NEW GLARUS — For part of the day at least, parents of children who attended Corrine’s Little Explorers Child Day Care Center had to make other arrangements — just like many others in towns across the state.

And the reason is that the center and its owner, Corrine Hendrickson, were participating in a two-day, state-wide protest in which day cares were shuttered to demonstrate what many see as a desperate funding shortage.

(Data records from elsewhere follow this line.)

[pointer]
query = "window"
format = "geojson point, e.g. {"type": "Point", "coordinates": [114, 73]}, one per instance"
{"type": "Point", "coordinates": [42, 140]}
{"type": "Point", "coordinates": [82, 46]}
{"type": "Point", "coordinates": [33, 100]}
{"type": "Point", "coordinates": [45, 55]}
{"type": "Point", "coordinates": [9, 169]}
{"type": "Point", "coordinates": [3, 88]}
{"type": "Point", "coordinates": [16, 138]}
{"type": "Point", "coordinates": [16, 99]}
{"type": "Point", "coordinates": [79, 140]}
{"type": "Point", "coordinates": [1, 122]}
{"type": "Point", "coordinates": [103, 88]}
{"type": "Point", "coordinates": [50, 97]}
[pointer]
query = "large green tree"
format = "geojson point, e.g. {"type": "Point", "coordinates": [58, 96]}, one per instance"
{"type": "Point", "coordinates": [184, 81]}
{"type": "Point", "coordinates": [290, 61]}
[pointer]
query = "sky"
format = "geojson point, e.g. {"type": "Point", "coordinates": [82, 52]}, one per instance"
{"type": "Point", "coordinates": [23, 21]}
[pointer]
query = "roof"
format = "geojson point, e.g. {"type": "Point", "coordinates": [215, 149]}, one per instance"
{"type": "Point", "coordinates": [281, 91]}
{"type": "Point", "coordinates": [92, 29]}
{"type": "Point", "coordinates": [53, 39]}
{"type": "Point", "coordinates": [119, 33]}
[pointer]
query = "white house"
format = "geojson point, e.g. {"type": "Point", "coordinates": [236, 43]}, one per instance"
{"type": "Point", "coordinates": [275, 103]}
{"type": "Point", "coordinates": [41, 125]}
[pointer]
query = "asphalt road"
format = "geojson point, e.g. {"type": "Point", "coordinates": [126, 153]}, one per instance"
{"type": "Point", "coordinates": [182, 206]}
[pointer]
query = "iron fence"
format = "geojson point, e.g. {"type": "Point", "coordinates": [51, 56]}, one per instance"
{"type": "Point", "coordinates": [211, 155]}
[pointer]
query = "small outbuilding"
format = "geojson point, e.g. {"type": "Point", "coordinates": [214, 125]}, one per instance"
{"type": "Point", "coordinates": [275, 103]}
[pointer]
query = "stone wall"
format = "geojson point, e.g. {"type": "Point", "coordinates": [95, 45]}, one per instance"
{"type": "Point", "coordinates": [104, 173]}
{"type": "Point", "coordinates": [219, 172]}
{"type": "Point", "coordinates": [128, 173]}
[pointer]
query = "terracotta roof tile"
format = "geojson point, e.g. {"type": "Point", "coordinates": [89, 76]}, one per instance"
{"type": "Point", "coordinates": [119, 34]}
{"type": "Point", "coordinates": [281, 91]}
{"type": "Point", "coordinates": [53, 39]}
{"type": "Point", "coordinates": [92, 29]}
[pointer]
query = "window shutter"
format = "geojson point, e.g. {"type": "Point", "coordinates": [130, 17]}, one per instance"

They were joined by nearly 100 people, according to Hendrickson, who showed up at a New Glarus Park to protest the lack of state support for an industry for which demand is high but few centers can survive and thrive without assistance. That has driven the price of child care up, and available slots down across the state, officials and activists agree. Increasingly, for some parents, a second income in the family is impossible when paying, in some cases, as much as $14,000 per year for one child.

Gov. Tony Evers earlier this year was calling on state lawmakers to put $500 million in the 2025-27 budget “aimed at lowering child care costs, supporting this critical industry, and investing in employer-sponsored child care.”

The governor’s proposal, which has gone nowhere in the legislature, would have used state money to renew and make permanent a child care subsidy that began during the COVID-19 pandemic with federal funds. A previous attempt to extend the supplemental support ended in a deadlock in 2023. 

But without the extra help, the state’s providers say they will remain in a crisis that has been building in recent years. That is especially galling, according to providers like Hendrickson, given that the state is operating with a more than $4 billion surplus.

Among programs funded by the money was the state’s Child Care Financial Assistance Program which subsidized costs for families based on income. It allowed centers to pay more staff, helping to increase the number of people willing to work in what is historically a very low-paying profession.

On Monday, she said she and other providers were heartened by the show of support for their cause from parents, who are increasingly getting involved in the issue.

“The loss of this (state) funding is making it real for a lot of folks,” said Hendrickson. “Many people were surprised when the funding was not restored, they didn’t think that was actually going to happen.”

They had been working for some time with State Sen. Howard Marklein, R-Spring Green, but he was a no-show at the Monday protest, according to Hendrickson, who said absence was disappointing.  

Main Street Alliance activists have estimated that without the COVID day care subsidy, constituents would lose 1,163 spots for children across Marklein’s Wisconsin Senate District 17.